Read XSLT 2.0 and XPath 2.0 Programmer's Reference, 4th Edition Online
Authors: Michael Kay
The string value of a node can be obtained by using the
string()
function described in Chapter 13. This should not be confused with the
xs:string()
constructor, which works differently when applied to a node: it extracts the typed value of the node, as described in the next section, and then converts the typed value to a string. This might not give precisely the same result. For example, if the attribute is declared as an
xs:boolean
, and the actual attribute is written as
ok=“1”
, then the result of
string(@ok)
will be the string
1
, while the result of
xs:string(@ok)
will be the string
true
.
In XPath 2.0, most operations use the typed value of a node, which is discussed in the next section. The only time the string value is used directly is when you explicitly call the
string()
function, or one or two other functions such as
string-length()
or
normalize-space()
. But the result differs from the typed value only if the node has been validated using a schema.
The Typed Value of a Node
The typed value of a node reflects the content of the node as it appears after schema validation. The typed value is available using the
data()
function described in Chapter 13; it is also obtained implicitly as the result of the process of atomization, described on page 165.
Schema validation only applies to element and attribute nodes, so let's get the other kinds of nodes out of the way first. For every other kind of node, the typed value is the same as the string value, which is defined in the previous section. However, for document nodes, namespace nodes, and text nodes, the value is labeled as
xs:untypedAtomic
, while for comments and processing instructions it is labeled as
xs:string
. There is, as one might expect, some tortuous logic behind this apparently arbitrary distinction: labeling a value as
xs:untypedAtomic
enables the value to be used in contexts where a value other than a string is required, whereas a value labeled as
xs:string
can only be used where that is the type expected. There are plausible scenarios where one might want to use the content of document nodes, namespace nodes, and text nodes in non-string contexts, but it's hard to think of similar justifications for comments and processing instructions.
Let's return to elements and attributes, which are the cases where the typed value comes into its own.
First of all, if you're working on a document that has no schema, or that has not been validated against a schema, or if you're using an XSLT processor that doesn't support schema processing, then the typed value of an element or attribute is the same as the string value, and is labeled with the type
xs: untypedAtomic
. This is very close to the situation with XPath 1.0, which didn't support schema processing at all. It means that when you use an expression that returns an element or attribute node (for example, path expressions like
title
or
@price
), then they take on the type expected by the context where you use them.
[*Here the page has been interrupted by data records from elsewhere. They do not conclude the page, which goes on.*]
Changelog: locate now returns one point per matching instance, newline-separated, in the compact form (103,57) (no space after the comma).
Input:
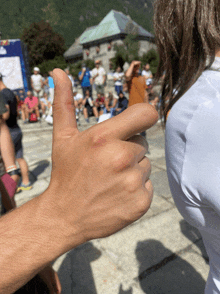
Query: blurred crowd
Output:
(96,93)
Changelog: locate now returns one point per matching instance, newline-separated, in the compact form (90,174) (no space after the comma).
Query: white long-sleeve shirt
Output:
(193,163)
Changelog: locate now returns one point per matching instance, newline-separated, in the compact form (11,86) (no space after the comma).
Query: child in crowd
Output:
(89,107)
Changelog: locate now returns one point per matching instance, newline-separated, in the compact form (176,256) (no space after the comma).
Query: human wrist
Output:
(57,223)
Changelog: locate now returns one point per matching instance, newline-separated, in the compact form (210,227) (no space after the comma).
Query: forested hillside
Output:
(68,17)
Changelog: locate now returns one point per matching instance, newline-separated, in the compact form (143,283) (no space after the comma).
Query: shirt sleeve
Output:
(201,166)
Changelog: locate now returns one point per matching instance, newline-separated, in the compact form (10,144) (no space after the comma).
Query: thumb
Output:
(63,104)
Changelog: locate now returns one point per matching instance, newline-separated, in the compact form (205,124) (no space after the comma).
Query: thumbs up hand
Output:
(100,177)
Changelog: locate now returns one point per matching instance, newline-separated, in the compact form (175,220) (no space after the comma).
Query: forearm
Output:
(31,237)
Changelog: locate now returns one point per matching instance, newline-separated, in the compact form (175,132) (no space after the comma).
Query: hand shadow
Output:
(75,272)
(162,271)
(193,234)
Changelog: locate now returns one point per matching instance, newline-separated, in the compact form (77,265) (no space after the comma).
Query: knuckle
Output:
(121,159)
(133,181)
(143,203)
(97,138)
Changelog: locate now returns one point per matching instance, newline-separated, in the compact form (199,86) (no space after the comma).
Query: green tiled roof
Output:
(113,24)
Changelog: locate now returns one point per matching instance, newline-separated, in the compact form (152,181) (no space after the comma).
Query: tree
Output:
(77,66)
(42,42)
(151,57)
(49,65)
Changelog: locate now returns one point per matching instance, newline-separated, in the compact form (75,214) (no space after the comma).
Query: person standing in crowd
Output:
(120,194)
(11,120)
(86,80)
(37,84)
(118,76)
(99,77)
(188,42)
(146,72)
(67,71)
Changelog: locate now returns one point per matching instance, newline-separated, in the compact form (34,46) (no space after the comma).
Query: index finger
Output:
(63,104)
(135,119)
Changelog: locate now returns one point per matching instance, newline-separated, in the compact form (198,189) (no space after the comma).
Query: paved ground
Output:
(158,254)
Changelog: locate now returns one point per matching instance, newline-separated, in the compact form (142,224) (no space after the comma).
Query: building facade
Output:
(98,42)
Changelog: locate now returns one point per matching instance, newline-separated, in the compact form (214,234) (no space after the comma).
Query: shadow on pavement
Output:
(193,234)
(75,272)
(170,275)
(121,291)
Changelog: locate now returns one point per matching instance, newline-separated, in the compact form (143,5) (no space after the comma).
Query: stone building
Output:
(98,42)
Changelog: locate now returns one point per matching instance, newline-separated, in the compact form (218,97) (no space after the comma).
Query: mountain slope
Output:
(68,17)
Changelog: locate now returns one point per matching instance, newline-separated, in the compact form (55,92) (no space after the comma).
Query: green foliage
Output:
(76,67)
(128,51)
(151,57)
(49,65)
(42,43)
(69,18)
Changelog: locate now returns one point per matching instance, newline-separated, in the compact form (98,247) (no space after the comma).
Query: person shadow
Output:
(75,272)
(193,234)
(159,275)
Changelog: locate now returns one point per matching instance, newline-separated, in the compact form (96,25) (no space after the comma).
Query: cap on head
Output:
(36,69)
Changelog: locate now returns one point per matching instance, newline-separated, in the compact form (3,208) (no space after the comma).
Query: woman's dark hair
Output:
(187,36)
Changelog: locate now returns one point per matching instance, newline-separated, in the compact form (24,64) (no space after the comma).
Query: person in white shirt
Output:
(37,83)
(147,74)
(98,77)
(187,34)
(118,76)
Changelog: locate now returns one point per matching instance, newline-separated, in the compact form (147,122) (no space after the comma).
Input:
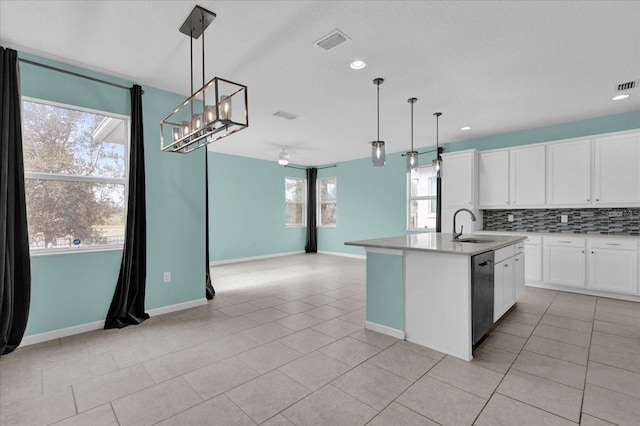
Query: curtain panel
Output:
(127,305)
(15,264)
(312,230)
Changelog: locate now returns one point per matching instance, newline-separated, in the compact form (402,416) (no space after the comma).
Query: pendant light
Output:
(412,156)
(377,146)
(438,161)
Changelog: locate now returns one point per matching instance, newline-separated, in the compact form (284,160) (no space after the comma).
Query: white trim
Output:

For example, you can use
@price
as a number by writing
@price * 0.8
, or you can use it as a string by writing
substring-after(@price,
‘$’)
. The typed value of the attribute, which is simply the string value as written in the source document, will be converted to a number or to a string as required by the context. If the conversion fails, for example, if you try to use the value as an integer when it isn't a valid integer, then you get a runtime error.